L’Isola…felice si tiene stretta il primato. Il presidente Brunelli: “Il primato? Questione di scommesse vinte. Avanti con umiltà”

by 22 novembre 2017

Oplà. Pallone rotondo e pronostici sovvertiti. Mondo rovesciato in Prima girone B. Si mescolano forze e valori, evaporano le argute previsioni degli addetti proposte alla vigilia. Sarà che il tempo, ancora galantuomo con le favorite, permette di dare ancora adito al vecchio adagio che, in questi frangenti, recita come i veri valori debbano ancora uscire.

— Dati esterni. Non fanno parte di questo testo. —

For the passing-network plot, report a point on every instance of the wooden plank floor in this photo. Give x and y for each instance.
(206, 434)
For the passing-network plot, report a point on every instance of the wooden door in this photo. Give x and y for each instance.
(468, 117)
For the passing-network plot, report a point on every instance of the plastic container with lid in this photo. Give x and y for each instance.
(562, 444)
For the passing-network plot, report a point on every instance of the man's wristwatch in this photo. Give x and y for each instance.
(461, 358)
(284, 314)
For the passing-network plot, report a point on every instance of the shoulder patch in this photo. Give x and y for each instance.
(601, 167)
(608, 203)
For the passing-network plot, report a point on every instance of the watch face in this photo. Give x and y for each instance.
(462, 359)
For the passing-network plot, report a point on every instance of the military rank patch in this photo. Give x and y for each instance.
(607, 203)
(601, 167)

Eppure, oltre alle soggettive interpretazioni dei verdetti del campo, c’è un’oggettività che nessuno può negare. Lo stravolgimento resiste nel suo incedere anche dopo undici giornate e, vien da dire, c’è più di un motivo per asserire che l’esito dell’intero campionato può dipendere da tale rivolgimento. Guardate la testa della classifica: tra le big annunciate, nessuna corre come chiunque avrebbe pensato.

A sprintare oltre le previsioni è invece l’Isola Rizza di mister Sacchetto, partita con il proprio consueto, legittimo obiettivo salvezza, senza fronzoli nè proclami. Forte di un gruppo dirigenziale coeso, radicato nell’ambiente e in grado di dispensare serenità all’intera rosa, l’Isola capolista, oggi felice, gode delle virtù di chi si trova in mano una lunga serie di scommesse vinte. A svelarlo e lo storico presidente Brunelli, raggiunto telefonicamente per commentare l’idilliaco inizio stagione:

“Nulla avviene per caso – commenta – siamo là davanti per meriti e circostanze anche fortunose, ma la sorte, lo si sa, aiuta gli audaci. Le situazioni in cui può girare a favore vanno create e non posso non attribuire ai miei i meriti di aver giocato sempre al massimo delle loro possibilità. Il primato? Ce lo teniamo stretto. Noi pensiamo a correre, che è sempre meglio di rincorrere. Siamo là per una serie di scommesse vinte su alcuni giocatori che, se in passato hanno faticato, oggi stanno rendendo oltre ogni più rosea aspettativa. Qui i giocatori hanno la fiducia di tutti e l’ambiente dispensa tranquillità ed energia allo stesso tempo. Sacchetto? Un gran tecnico ed un’ottima persona. E’ il classico allenatore della società, per dirla coi termini del gergo degli addetti ai lavori: mai una parola fuori posto, opera con quello che ha, non chiede mai nulla in più di ciò che pure lui sa che la società può dare. E’ l’uomo giusto per noi, corriamo assieme ed è un piacere. Se cambierà l’obiettivo? Ne parliamo tra un po’, fateci correre, intanto”.